Never one to bite his tongue, Russell shows how you get into a feud with a critic.

Censorship Often Affirms the Intentions of the Filmmaker

Many of Russell’s films were subject to censorship – The Devils arguably chief among them, with its notorious “Rape of Christ” sequence (which you can glimpse above if you rewind a bit, but fair warning, it’s very NSFW) never being restored to any commercial version of this brilliant but still-largely-unavailable film. However, The Devils was never meant as a blasphemous attempt at shock; it’s a serious indictment and evergreen cautionary tale about the ways that politics corrupts religion. It is thus a movie about blasphemy and a critique of religious organizations that serve powerful institutions in place of the people.

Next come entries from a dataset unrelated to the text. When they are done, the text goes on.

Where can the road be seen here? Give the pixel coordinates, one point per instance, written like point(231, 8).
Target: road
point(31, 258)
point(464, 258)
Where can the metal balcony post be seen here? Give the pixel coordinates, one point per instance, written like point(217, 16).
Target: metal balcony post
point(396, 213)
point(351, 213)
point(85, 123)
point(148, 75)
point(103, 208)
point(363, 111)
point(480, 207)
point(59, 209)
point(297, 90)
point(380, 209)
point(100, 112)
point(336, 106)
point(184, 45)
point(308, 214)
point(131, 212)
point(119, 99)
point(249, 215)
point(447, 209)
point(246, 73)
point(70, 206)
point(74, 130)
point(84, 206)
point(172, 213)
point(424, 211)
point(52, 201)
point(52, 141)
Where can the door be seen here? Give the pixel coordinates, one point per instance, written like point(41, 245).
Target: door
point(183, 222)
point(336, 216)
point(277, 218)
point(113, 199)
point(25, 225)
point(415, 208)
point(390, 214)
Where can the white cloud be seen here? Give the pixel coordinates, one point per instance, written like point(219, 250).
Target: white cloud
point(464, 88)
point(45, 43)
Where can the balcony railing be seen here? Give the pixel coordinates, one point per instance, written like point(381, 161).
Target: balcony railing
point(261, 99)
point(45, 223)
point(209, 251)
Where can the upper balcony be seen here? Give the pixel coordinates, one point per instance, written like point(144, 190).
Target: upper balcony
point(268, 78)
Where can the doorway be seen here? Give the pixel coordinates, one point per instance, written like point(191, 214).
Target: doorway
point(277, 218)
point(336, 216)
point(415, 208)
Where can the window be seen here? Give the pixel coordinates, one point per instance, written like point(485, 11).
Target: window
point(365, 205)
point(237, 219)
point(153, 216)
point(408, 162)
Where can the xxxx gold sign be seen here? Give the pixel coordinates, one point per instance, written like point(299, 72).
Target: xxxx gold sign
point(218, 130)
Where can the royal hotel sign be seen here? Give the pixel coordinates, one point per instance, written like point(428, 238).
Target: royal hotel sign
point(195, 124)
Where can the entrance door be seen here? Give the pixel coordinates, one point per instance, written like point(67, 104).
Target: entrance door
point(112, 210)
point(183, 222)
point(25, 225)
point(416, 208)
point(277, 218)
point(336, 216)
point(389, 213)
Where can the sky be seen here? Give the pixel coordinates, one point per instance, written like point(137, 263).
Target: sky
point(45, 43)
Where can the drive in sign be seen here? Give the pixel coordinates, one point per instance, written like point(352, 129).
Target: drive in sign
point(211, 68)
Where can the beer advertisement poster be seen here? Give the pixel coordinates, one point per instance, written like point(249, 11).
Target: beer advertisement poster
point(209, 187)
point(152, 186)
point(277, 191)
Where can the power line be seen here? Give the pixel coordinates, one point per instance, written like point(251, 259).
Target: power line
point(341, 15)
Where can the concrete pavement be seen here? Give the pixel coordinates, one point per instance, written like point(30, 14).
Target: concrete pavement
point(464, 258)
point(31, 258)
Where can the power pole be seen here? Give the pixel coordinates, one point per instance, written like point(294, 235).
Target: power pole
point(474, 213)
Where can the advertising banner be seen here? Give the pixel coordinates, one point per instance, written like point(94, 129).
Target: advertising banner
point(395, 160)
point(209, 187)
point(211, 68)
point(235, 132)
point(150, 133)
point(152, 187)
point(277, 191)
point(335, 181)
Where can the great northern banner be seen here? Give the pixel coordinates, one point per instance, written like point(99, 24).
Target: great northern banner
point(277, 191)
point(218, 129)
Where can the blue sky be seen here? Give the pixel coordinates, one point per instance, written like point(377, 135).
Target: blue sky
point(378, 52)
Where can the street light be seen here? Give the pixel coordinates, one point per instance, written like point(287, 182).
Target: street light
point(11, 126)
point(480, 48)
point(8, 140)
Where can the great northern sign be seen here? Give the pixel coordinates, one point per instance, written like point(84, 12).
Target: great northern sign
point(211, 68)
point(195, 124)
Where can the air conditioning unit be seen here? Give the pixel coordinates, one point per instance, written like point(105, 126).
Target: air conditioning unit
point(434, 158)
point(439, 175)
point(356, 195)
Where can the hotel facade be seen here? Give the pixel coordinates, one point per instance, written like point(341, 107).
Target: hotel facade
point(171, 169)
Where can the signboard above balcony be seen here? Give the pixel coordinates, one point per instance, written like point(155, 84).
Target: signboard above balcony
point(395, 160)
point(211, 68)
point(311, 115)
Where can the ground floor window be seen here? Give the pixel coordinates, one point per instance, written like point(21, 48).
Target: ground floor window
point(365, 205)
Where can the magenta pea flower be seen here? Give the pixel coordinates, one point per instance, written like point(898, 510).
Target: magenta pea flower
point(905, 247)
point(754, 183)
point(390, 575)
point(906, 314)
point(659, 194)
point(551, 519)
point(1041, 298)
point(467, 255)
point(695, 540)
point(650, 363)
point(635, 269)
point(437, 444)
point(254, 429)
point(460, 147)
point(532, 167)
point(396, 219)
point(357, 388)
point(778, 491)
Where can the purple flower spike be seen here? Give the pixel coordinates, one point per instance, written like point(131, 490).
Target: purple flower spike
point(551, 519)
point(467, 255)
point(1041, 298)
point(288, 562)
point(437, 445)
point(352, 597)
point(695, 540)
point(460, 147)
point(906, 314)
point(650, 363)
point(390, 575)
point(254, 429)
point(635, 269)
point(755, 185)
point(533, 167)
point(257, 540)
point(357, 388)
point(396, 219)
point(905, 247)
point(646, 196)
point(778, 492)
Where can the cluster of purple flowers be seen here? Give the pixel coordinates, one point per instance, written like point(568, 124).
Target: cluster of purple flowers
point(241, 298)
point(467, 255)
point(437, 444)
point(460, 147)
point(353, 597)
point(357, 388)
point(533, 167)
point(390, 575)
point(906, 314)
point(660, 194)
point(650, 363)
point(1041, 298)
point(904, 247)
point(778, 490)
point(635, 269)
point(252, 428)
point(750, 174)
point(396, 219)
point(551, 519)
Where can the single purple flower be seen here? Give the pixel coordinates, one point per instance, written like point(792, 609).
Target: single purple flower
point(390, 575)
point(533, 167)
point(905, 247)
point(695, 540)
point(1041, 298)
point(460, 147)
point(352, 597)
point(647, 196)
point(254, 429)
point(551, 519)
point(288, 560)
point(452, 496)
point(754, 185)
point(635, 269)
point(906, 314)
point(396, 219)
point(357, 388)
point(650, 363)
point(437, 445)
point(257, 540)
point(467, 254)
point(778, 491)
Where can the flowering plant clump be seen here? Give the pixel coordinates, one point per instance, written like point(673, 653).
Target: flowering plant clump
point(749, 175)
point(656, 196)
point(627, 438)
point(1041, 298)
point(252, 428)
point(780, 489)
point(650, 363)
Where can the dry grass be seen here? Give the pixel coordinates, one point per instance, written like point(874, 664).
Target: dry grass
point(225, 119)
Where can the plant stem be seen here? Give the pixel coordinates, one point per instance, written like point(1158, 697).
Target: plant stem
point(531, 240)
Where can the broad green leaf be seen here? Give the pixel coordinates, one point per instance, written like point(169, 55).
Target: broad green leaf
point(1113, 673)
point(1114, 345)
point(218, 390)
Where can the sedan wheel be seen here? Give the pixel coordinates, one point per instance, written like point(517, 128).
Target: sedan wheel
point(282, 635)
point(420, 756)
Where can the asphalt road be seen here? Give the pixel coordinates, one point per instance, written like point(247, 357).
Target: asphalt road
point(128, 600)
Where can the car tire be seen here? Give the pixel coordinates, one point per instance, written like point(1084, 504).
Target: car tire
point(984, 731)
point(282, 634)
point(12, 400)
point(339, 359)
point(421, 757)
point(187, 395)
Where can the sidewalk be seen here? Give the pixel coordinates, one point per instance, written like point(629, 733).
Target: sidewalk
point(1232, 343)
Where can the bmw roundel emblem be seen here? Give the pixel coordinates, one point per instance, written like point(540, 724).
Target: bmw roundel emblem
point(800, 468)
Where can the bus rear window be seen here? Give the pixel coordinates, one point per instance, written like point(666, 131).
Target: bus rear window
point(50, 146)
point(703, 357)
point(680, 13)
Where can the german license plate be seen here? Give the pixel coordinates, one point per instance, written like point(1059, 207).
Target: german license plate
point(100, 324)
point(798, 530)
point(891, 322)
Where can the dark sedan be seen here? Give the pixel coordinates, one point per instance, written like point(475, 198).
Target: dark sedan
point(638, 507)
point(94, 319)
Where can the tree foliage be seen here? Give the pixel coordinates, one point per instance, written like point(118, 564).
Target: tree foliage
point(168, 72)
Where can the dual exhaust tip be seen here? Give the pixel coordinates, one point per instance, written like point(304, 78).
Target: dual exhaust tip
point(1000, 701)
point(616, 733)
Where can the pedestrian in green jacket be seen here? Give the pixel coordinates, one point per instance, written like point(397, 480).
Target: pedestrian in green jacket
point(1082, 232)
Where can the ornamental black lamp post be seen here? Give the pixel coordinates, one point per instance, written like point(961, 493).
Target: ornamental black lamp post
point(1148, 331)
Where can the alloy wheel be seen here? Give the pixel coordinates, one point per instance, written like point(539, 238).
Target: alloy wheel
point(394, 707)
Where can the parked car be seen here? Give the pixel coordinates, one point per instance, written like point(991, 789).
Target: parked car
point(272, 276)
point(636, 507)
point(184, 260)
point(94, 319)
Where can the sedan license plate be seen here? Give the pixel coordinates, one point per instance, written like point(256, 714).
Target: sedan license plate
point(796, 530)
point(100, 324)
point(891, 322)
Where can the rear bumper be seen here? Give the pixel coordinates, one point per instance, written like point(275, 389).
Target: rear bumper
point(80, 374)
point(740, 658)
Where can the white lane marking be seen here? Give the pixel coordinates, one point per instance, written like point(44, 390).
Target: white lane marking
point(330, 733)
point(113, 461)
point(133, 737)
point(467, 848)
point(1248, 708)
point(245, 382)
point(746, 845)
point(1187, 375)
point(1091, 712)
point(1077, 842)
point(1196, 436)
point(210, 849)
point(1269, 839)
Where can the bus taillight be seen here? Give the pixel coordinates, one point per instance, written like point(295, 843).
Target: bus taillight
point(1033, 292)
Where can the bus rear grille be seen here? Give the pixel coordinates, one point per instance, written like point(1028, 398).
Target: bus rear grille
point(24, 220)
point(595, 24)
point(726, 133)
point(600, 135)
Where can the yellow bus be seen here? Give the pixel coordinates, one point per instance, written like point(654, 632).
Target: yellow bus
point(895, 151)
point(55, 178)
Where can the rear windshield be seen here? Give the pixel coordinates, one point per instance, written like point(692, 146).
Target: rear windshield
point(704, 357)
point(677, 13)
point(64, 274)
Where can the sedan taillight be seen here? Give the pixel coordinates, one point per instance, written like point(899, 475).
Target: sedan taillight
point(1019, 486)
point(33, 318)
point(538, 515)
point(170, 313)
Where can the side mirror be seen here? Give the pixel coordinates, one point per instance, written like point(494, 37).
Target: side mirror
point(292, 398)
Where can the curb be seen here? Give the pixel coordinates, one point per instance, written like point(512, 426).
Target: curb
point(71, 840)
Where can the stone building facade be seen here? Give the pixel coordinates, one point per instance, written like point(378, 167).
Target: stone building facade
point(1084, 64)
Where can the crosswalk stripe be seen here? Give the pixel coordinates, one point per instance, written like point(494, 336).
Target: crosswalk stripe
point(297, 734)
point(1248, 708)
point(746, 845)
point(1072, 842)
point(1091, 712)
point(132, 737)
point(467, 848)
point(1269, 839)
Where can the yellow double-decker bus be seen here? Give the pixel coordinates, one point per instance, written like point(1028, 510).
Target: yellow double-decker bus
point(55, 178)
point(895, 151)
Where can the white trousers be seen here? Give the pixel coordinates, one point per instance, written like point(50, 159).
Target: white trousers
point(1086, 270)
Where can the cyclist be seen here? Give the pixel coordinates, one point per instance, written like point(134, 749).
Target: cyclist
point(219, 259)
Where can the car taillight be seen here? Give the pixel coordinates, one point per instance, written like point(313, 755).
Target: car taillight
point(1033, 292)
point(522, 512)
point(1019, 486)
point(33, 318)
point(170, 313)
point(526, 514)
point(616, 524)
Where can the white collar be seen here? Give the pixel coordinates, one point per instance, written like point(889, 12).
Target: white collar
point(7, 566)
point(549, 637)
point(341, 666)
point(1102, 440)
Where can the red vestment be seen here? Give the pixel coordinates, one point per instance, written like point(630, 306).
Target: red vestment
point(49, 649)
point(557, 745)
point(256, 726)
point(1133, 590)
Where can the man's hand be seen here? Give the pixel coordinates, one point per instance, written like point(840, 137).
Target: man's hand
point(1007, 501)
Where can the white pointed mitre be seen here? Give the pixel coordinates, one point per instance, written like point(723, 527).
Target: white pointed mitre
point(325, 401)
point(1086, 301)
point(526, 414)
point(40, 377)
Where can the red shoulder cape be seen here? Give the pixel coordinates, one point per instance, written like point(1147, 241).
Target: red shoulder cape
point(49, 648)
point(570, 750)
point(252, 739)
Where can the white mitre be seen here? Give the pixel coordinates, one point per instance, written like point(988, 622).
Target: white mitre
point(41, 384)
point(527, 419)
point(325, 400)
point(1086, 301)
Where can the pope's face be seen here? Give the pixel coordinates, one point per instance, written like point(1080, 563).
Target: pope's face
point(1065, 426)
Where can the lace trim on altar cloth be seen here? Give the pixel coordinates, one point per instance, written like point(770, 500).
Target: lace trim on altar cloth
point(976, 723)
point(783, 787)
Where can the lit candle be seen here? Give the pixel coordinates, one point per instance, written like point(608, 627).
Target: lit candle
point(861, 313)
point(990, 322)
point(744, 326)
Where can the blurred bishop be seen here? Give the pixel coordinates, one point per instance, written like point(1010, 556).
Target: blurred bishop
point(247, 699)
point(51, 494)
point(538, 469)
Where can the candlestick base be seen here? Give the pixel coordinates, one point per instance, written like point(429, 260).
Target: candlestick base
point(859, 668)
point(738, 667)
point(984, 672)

The Devils follows a flawed priest who finds his purpose with an opportunity against corrupt powers, a character who made waves against conventional wisdom. The Devils perhaps encapsulates Russell’s full-throated investment in difficult subjects and their extremities. As a film about making a fuss, Russell’s film inevitably did the same, bucking up against a system that wanted nothing to do with the events depicted, much less what they represented

The scissors of the censor have unfortunately compromised many great films, but censorship also has an ironic affirmative power, as proof that antiauthoritarian filmmaking accomplished exactly what it set out to.

As Russell expounds to Mark Kermode, the cut did weaken the film in his eyes, but he also understands entirely why it was cut, which is testimony to the film’s power.

Final Thoughts: Invent on Set

I had immersed myself in the book and worked on the script, so that by the time I went on the floor to shoot the film I knew what I wanted. Nevertheless I am a great believer in inventing things on the set. Working in TV you learn how to cut costs and prune down the project to essentials. When you work fast you get a certain spontaneity from your cast and crew and they make suggestions about how to improve a scene during shooting.”

Here, Russell speaks in pragmatic terms about how his instincts work when filming, citing his propensity for spontaneous invention as something he had learned from his days working on television. But it speaks more broadly to his philosophy as a filmmaker.

He was interested in feelings, especially as it brushes up against logic or conventional wisdom or tradition. He was devoted to feeling as a filmmaker through music, invested in depicting a range of extreme feelings and experiences beset by his characters, and in order to manifest all of the above, he used feelings as a guiding tool when filmmaking.

Intellect can sometimes get in the way of feeling, but the two are not polar opposites. Instead, Russell used feelings as his mobilizing force for making films, something that he harnessed and explored through the creative process. In more conventional films, raw feelings are either lessened or explained. One aspect that makes Russell’s work so powerful is that feelings in his films are never inhibited, made light of, or made accessible. They are confusing, silly, and horrifying, sometimes all at once.